Modified gross income: The income limits for IRA eligibility refer to your modified adjusted gross income (MAGI). The formula for determining your MAGI adds some deductions back into your adjusted gross income. Use Worksheet 1-1 Figuring Your Modified AGI from IRS Publication 590-A to calculate your MAGI.
High-income earners: Your income level can reduce or disqualify you from investing in a Roth IRA. There is no annual compensation limit for self-directed IRAs or traditional IRAs. However, the amount of your tax deduction for contributions diminishes as your income increases. You lose the deduction altogether in 2021 once you earn $125,000 (single) or $208,000 (married filing jointly).
Nondeductible IRAs: If your income is too high for a tax deduction, you can still save money in a nondeductible IRA. You make contributions with after-tax dollars, investments grow tax-free and distributions aren’t taxed during retirement. If you’re interested in a broader range of investments, consider a Gold IRA or other self-directed IRA.
Backdoor Roth IRAs: As a workaround for the Roth IRA income limit, backdoor IRAs aren’t as dubious as they sound. You can contribute to a new or existing traditional IRA and then roll the funds into a Roth IRA. Backdoor IRAs are compliant with IRS rules in 2021.
Two spouses earning income from employment (not investment and other passive income) can each have a separate IRA. Each partner can contribute up to $6,000 ($7,000 if they’re over the age of 50). The total combined household contribution maxes out at $12,000 to $14,000.
Spouses who are not employed can still establish a traditional IRA if the other spouse is working.
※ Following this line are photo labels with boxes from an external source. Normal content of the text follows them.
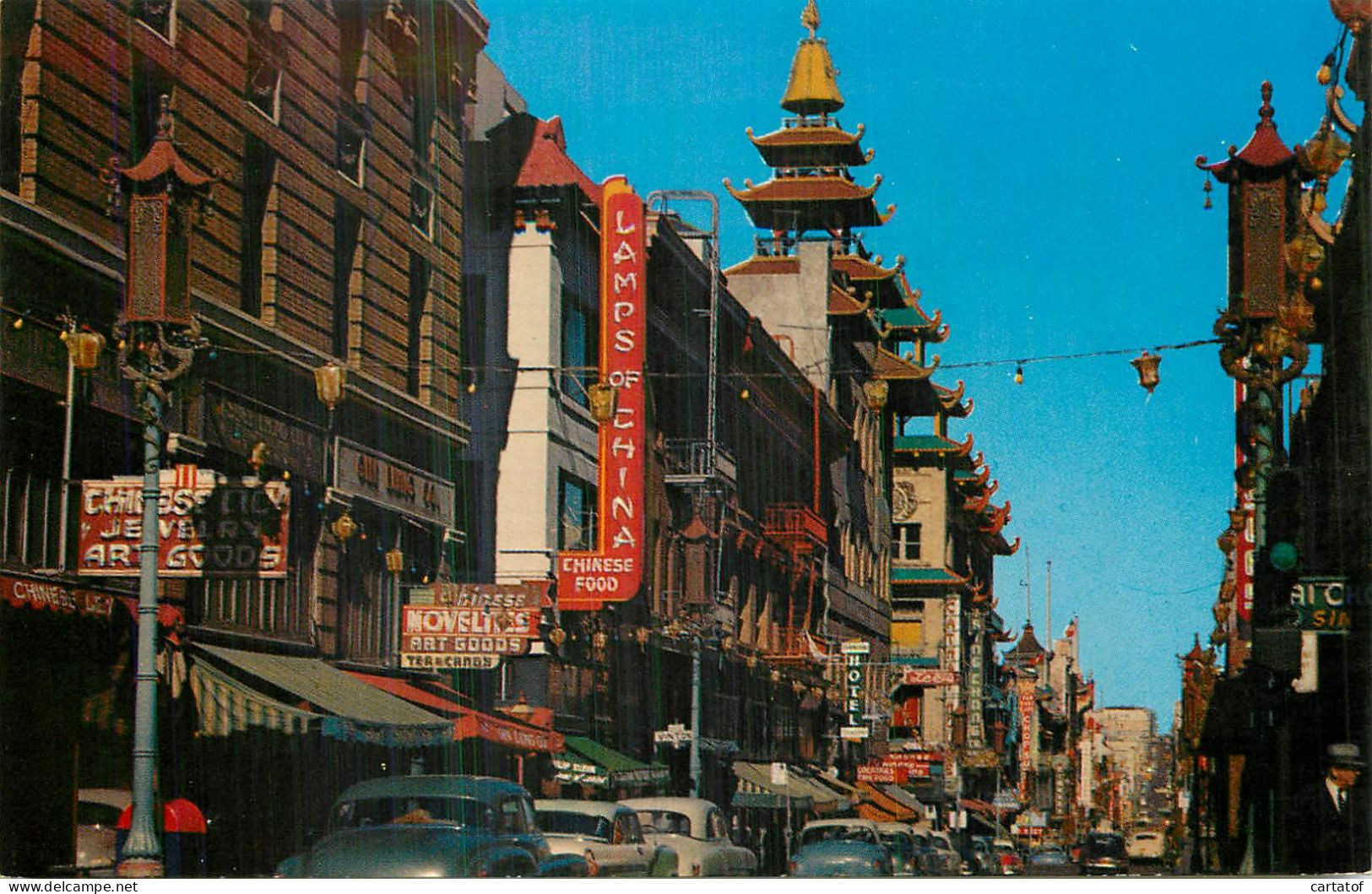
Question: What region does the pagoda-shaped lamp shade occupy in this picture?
[314,360,347,410]
[1129,351,1162,395]
[586,382,617,425]
[66,332,105,371]
[1330,0,1372,35]
[862,378,891,413]
[329,512,357,543]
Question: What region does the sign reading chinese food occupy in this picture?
[401,582,544,669]
[77,465,291,577]
[557,177,648,611]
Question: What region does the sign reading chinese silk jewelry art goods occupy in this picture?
[77,465,291,577]
[401,582,544,669]
[557,177,648,611]
[838,639,871,739]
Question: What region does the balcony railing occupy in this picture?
[665,439,738,487]
[763,503,829,551]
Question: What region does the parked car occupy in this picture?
[990,837,1025,875]
[928,831,963,876]
[73,788,133,874]
[1082,832,1129,875]
[1125,830,1166,863]
[621,798,757,876]
[534,799,676,878]
[1025,848,1080,876]
[789,819,896,879]
[276,776,590,878]
[876,823,918,875]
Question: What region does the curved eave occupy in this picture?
[746,125,874,167]
[724,255,800,277]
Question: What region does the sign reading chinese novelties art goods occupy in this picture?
[0,576,114,619]
[557,177,648,611]
[401,582,544,669]
[900,668,957,685]
[1234,382,1257,625]
[77,465,291,577]
[334,437,457,528]
[858,764,911,786]
[838,639,871,739]
[1291,577,1359,633]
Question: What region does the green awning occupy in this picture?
[553,736,671,788]
[198,644,453,747]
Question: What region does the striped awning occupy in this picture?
[193,644,453,747]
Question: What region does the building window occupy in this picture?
[239,136,276,317]
[557,472,595,550]
[410,177,434,239]
[0,0,35,192]
[332,198,362,358]
[891,523,919,562]
[463,273,487,385]
[243,0,290,121]
[561,290,599,407]
[404,251,434,396]
[129,0,176,42]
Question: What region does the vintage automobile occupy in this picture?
[876,823,919,875]
[1023,848,1080,876]
[621,798,757,876]
[926,831,963,876]
[789,819,893,879]
[1082,832,1129,875]
[534,799,676,878]
[276,776,590,878]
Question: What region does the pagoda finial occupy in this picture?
[800,0,819,40]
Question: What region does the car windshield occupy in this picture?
[538,810,610,842]
[800,826,876,848]
[329,795,496,828]
[881,832,915,859]
[638,810,690,835]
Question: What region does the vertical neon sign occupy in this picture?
[557,177,648,611]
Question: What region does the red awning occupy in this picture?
[349,670,564,754]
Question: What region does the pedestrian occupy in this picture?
[1288,742,1372,874]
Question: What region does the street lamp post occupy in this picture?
[100,95,220,878]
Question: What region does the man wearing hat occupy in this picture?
[1288,742,1372,872]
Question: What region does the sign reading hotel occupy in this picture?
[838,639,871,740]
[557,177,648,611]
[401,582,544,669]
[334,437,457,528]
[77,465,291,577]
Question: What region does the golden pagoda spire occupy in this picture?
[781,0,843,115]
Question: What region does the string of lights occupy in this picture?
[0,306,1220,380]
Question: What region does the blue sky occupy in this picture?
[480,0,1356,729]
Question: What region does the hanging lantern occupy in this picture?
[586,382,617,425]
[1129,349,1162,395]
[329,510,357,543]
[862,378,891,413]
[314,360,347,410]
[63,332,105,371]
[1330,0,1372,35]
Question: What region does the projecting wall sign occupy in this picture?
[557,177,648,611]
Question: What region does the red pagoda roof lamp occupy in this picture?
[1196,81,1295,182]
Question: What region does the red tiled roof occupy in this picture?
[514,115,601,204]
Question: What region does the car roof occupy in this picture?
[534,798,634,820]
[338,775,529,801]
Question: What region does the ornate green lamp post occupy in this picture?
[101,96,220,878]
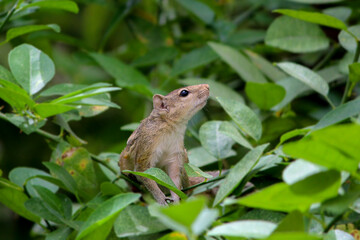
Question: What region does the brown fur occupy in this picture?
[119,84,209,205]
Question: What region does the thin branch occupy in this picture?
[341,40,360,104]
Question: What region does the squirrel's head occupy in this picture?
[153,84,209,123]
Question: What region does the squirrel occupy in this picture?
[119,84,209,205]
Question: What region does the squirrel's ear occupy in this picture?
[153,94,169,112]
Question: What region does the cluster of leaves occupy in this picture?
[0,0,360,240]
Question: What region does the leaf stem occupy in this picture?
[181,171,229,191]
[90,153,118,175]
[0,0,19,33]
[341,39,360,104]
[324,96,336,109]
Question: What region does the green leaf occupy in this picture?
[273,66,342,110]
[282,159,327,185]
[43,162,78,195]
[52,146,100,200]
[278,128,310,147]
[131,47,179,67]
[338,25,360,53]
[237,170,341,212]
[19,0,79,13]
[219,121,253,149]
[34,185,72,219]
[207,220,276,239]
[217,97,262,141]
[25,198,63,224]
[76,193,140,240]
[0,79,35,111]
[100,182,123,196]
[245,50,286,82]
[310,124,360,162]
[45,227,71,240]
[265,232,322,240]
[39,83,112,97]
[122,168,187,199]
[312,98,360,131]
[188,147,217,167]
[34,103,76,118]
[288,0,343,4]
[208,42,267,83]
[180,78,245,103]
[9,44,55,95]
[0,65,16,83]
[155,198,218,236]
[50,84,121,104]
[265,16,329,53]
[213,144,268,206]
[274,210,305,233]
[0,178,40,223]
[5,113,46,134]
[114,205,167,238]
[171,45,218,77]
[6,24,60,42]
[283,124,360,174]
[90,53,153,97]
[184,163,213,178]
[9,167,59,197]
[277,62,329,96]
[324,229,355,240]
[199,121,234,159]
[349,62,360,84]
[323,6,352,22]
[245,82,286,110]
[274,9,347,30]
[176,0,215,24]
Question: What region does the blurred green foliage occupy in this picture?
[0,0,360,240]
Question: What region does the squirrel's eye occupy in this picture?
[180,90,189,97]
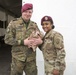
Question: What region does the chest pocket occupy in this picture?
[16,26,26,40]
[44,37,53,49]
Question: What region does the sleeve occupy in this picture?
[4,21,23,45]
[54,33,66,70]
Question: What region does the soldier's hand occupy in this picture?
[33,37,43,45]
[24,38,34,46]
[53,70,59,75]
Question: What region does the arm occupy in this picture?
[4,21,18,45]
[54,33,65,73]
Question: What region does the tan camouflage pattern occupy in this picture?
[41,30,66,75]
[4,17,39,75]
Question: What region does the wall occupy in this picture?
[23,0,76,75]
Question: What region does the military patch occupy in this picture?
[7,28,10,32]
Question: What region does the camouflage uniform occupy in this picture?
[5,18,39,75]
[41,30,65,75]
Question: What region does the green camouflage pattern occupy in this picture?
[4,17,39,75]
[41,30,66,75]
[4,18,39,61]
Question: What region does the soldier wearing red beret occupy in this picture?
[5,3,42,75]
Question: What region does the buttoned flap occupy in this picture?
[16,25,26,40]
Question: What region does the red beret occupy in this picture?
[21,3,33,12]
[41,16,53,25]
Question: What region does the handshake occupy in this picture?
[24,37,43,51]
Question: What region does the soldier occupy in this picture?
[4,3,42,75]
[40,16,65,75]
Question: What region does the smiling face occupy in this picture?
[42,21,52,32]
[22,9,33,21]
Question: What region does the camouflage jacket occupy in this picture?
[4,18,39,61]
[41,30,65,70]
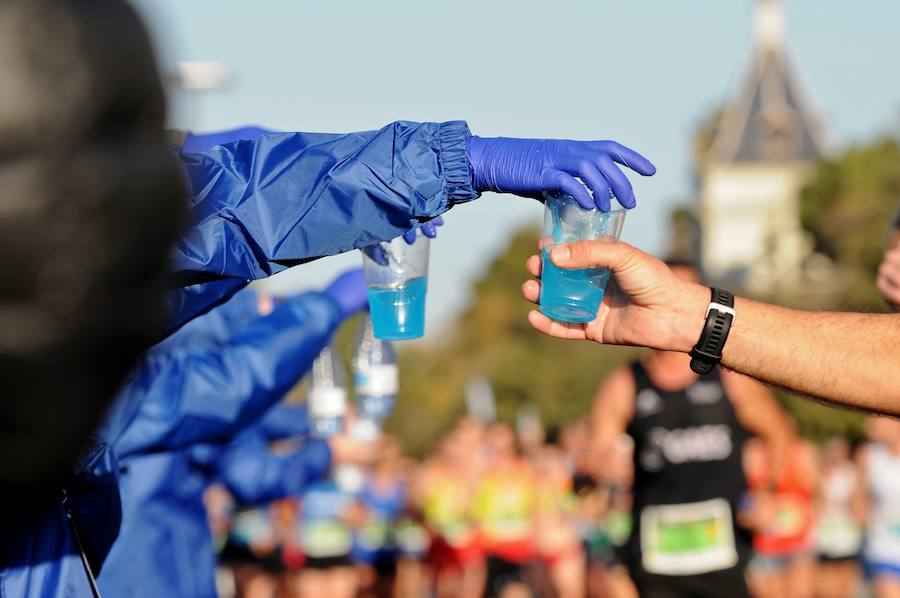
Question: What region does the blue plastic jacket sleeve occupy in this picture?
[218,430,331,505]
[169,121,478,329]
[112,293,341,457]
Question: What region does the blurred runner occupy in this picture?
[295,476,363,598]
[816,438,863,598]
[353,438,407,598]
[745,437,818,598]
[593,263,789,598]
[854,417,900,598]
[472,424,537,597]
[417,420,484,598]
[220,505,284,598]
[875,208,900,311]
[533,445,587,598]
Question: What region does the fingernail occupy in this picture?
[550,245,572,262]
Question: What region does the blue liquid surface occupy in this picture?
[356,395,397,421]
[369,276,428,341]
[540,250,609,323]
[312,417,344,438]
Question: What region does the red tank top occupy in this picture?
[748,443,815,555]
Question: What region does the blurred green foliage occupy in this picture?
[800,138,900,310]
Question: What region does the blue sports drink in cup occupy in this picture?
[540,249,609,322]
[369,276,428,340]
[363,234,429,341]
[540,193,626,323]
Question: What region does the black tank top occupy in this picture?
[627,362,750,562]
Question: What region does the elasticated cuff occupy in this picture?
[439,120,479,204]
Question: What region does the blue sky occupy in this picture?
[133,0,900,332]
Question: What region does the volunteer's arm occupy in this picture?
[169,126,655,329]
[107,269,367,456]
[523,241,900,415]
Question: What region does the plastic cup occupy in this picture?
[362,233,429,341]
[540,193,627,323]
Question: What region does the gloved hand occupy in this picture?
[403,216,444,245]
[322,268,369,319]
[466,135,656,212]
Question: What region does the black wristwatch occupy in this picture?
[690,288,734,374]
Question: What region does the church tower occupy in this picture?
[697,0,824,293]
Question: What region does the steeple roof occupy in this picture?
[711,0,823,163]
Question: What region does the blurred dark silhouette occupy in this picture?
[0,0,184,494]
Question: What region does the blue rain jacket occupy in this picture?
[100,405,331,598]
[168,121,478,329]
[0,291,341,598]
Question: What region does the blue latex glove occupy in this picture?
[322,268,369,319]
[402,216,444,245]
[466,135,656,212]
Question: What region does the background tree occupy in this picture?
[800,138,900,309]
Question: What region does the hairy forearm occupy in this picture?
[722,299,900,415]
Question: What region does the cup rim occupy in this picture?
[543,191,633,214]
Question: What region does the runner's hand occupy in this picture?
[522,241,709,352]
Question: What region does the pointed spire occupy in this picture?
[753,0,785,51]
[711,0,822,163]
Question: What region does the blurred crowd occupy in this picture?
[205,418,900,598]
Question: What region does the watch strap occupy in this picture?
[690,288,735,374]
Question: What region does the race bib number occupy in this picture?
[300,521,353,557]
[817,514,863,557]
[641,498,738,575]
[358,519,391,550]
[355,364,399,396]
[308,387,347,418]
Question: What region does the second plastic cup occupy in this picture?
[363,234,429,340]
[540,193,627,323]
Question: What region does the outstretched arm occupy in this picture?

Married couples qualify for spousal IRA contributions if they file a joint return. Household taxable income must be equal to or higher than the total contribution amount.
The IRS no longer places an age limit on making regular contributions to traditional or Roth IRAs. As long as you have earned income, you can add to your retirement savings.
You are eligible to make Roth or traditional IRA contributions from Jan. 1, 2021, until you file your tax return. You can designate contributions to 2021 or 2022 until you file your return in April 2022. This rule doesn’t apply to tax return extensions. The provision differs from employer-sponsored retirement accounts, where you add to saving from January 1 through December 31.
Keep track of how much you’re putting into the account, especially if you use a self-directed IRA. You’ll pay income tax on IRA contributions over the annual limit at a 6% rate. The taxation continues as long as the funds remain in your account.
While 2021 IRA contribution limits are unchanged, income limits increased. Understand these limits and other rules the IRS imposes on traditional and Roth IRAs to avoid paying taxes and penalties. An IRA is an excellent retirement savings account, but the limits can change. Review IRA contribution, income and other limits annually to stay in compliance.